Recent studies demonstrate that cellular, molecular and morphological changes induced by stress in rats are accelerated when there is a pre-existing strain upon their already compromised adaptive responses to internal or external stimuli, such as may occur with uncontrolled diabetes mellitus. The deleterious actions of diabetes and stress may increase oxidative stress in the brain, leading to increases in neuronal vulnerability. In an attempt to determine if stress, diabetes or stress+diabetes increases oxidative stress in the hippocampus, radioimmunocytochemistry was performed using polyclonal antisera that recognize proteins conjugated by the lipid peroxidation product 4-hydroxy-2-nonenal (HNE).

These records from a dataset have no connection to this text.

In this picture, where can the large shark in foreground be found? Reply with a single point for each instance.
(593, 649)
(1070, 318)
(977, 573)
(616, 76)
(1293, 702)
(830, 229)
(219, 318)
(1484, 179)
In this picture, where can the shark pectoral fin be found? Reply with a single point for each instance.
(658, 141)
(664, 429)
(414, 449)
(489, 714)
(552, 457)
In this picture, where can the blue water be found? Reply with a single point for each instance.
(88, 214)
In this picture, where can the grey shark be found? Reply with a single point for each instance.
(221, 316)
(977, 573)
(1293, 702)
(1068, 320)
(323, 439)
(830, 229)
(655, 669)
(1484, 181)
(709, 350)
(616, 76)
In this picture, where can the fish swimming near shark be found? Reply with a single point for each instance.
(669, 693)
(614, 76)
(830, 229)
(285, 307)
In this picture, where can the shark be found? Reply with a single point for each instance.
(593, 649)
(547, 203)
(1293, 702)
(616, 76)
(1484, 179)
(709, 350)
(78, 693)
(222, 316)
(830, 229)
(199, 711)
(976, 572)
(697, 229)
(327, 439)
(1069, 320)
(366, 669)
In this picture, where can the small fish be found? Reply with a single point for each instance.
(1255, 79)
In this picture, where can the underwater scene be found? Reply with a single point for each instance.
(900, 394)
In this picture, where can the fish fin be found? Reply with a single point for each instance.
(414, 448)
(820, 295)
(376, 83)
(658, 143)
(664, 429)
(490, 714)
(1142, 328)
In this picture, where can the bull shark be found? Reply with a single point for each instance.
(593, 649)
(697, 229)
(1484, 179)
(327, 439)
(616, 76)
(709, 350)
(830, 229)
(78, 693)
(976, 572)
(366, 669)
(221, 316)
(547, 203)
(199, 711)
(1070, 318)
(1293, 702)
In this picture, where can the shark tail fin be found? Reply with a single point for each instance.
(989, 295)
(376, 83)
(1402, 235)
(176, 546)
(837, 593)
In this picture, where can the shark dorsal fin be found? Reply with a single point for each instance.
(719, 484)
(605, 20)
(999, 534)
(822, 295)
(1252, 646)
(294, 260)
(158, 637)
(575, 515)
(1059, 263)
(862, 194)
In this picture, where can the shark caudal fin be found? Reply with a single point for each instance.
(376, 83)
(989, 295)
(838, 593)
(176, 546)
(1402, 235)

Radioimmunocytochemistry revealed that HNE protein conjugation is increased in all subregions of the hippocampus of streptozotocin (STZ) diabetic rats, rats subjected to restraint stress and STZ diabetic rats subjected to stress. Such increases were not significant in the cortex. Because increases in oxidative stress may contribute to stress- and diabetes-mediated decreases in hippocampal neuronal glucose utilization, we examined the stress/diabetes mediated HNE protein conjugation of the neuron specific glucose transporter, GLUT3. GLUT3 immunoprecipitated from hippocampal membranes of diabetic rats subjected to stress exhibited significant increases in HNE immunolabeling compared to control rats, suggesting that HNE protein conjugation of GLUT3 contributes to decreases in neuronal glucose utilization observed during diabetes and exposure to stress. Collectively, these results demonstrate that the hippocampus is vulnerable to increases in oxidative stress produced by diabetes and stress. In addition, increases in HNE protein conjugation of GLUT3 provide a potential mechanism for stress- and diabetes-mediated decreases in hippocampal neuronal glucose utilization.